Braumeister Harald Ferstl (li.) und Bräu Jacob Horsch (Bild: Brauerei zum Kuchlbauer)

Brauerei zum Kuchlbauer als Top-Arbeitgeber 2026 zertifiziert

Die Brauerei zum Kuchlbauer ist offiziell als Great Place to Work® 2026 zertifiziert. Die Abensberger Traditionsbrauerei stellte sich der Trust Index© Mitarbeitendenbefragung, schnitt dabei überdurchschnittlich gut ab und erhielt das international anerkannte Gütesiegel für eine herausragende Arbeitsplatzkultur.
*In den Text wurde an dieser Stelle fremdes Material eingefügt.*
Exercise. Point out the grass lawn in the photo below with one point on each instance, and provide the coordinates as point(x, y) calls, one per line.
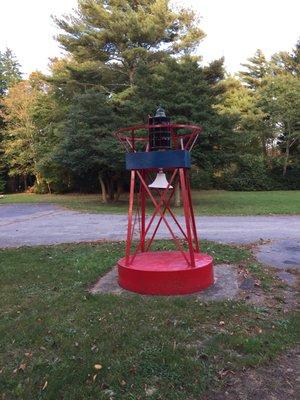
point(209, 202)
point(59, 342)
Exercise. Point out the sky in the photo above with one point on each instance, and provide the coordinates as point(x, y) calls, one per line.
point(234, 29)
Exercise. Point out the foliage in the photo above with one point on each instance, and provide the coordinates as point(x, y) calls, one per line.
point(128, 32)
point(9, 71)
point(123, 60)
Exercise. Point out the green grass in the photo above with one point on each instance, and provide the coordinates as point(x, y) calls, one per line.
point(53, 333)
point(210, 202)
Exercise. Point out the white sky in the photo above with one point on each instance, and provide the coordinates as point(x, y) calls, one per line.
point(234, 28)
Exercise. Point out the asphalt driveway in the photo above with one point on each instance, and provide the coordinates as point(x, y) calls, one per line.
point(43, 224)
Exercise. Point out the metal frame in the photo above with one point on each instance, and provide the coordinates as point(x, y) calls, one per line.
point(160, 198)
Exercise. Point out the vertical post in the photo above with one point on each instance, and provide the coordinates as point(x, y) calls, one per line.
point(186, 208)
point(129, 226)
point(143, 213)
point(188, 186)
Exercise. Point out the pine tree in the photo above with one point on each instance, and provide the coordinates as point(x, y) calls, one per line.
point(127, 32)
point(257, 69)
point(9, 71)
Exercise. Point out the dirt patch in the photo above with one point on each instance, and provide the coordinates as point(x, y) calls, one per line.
point(277, 381)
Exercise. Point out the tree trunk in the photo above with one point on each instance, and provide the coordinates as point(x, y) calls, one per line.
point(103, 190)
point(25, 183)
point(286, 158)
point(119, 191)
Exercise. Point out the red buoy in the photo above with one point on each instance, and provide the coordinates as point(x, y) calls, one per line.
point(158, 158)
point(165, 273)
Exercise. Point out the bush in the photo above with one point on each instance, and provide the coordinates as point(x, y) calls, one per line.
point(201, 179)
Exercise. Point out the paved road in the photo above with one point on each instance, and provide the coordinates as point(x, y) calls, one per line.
point(28, 224)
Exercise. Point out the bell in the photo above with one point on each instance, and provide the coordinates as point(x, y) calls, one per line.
point(160, 182)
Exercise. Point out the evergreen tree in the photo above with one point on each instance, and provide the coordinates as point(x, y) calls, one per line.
point(87, 147)
point(257, 69)
point(124, 33)
point(9, 71)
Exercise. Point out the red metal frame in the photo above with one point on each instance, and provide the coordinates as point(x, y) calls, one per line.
point(130, 137)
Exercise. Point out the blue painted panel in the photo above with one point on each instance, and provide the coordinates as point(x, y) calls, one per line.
point(158, 159)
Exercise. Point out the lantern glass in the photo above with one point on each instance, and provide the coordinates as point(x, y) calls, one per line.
point(159, 136)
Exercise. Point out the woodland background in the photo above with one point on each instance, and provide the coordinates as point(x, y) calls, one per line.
point(124, 59)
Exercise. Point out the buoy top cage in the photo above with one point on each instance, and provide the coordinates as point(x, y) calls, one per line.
point(158, 135)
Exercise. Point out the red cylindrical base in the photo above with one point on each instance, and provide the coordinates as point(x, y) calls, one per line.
point(166, 273)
Für Kuchlbauer sei die Zertifizierung Bestätigung und Arbeitsauftrag zugleich. „Wir freuen uns sehr über die Great Place to Work® Zertifizierung. Aber mir geht es nicht um Lobhudelei. Wir nehmen hier Geld in die Hand und stellen uns dieser anonymen Befragung“, sagt Bräu Jacob Horsch, Geschäftsführer der Brauerei zum Kuchlbauer. „Wir wollen wissen, wo wir als Arbeitgeber wirklich stehen. Positive Rückmeldungen sind eine wichtige Bestätigung. Genauso wichtig ist für uns aber zu verstehen, wo wir besser werden können. Ein Familienunternehmen muss sich immer wieder hinterfragen, wenn es langfristig ein guter Arbeitgeber bleiben will.“

Die aktuellen Ergebnisse zeigen eine starke Identifikation mit der Brauerei und ihren Produkten. „Dass viele Mitarbeitende Bierbrauen und die Arbeit bei uns als sinnstiftend wahrnehmen, ist für uns eine starke Bestätigung“, so Horsch weiter. „Gleichzeitig nehmen wir sehr ernst, dass gute Arbeitsplatzkultur nie abgeschlossen ist. Wir wollen die Rückmeldungen nutzen, um Führung, Kommunikation und Beteiligung im Alltag weiterzuentwickeln.“

Für Kuchlbauer sei dieser Weg nicht neu. Bereits 2023 wurde die Brauerei als TOP-Arbeitgeber des deutschen Mittelstands prämiert. Damals stellte sich das Familienunternehmen der Analyse von TOP JOB und überzeugte unter anderem mit gutem Mitarbeiterfeedback zu respektvollem Umgang, Familienorientierung und Zukunftsaussichten. Schon damals war die Auszeichnung für Kuchlbauer Ausgangspunkt für weitere Maßnahmen.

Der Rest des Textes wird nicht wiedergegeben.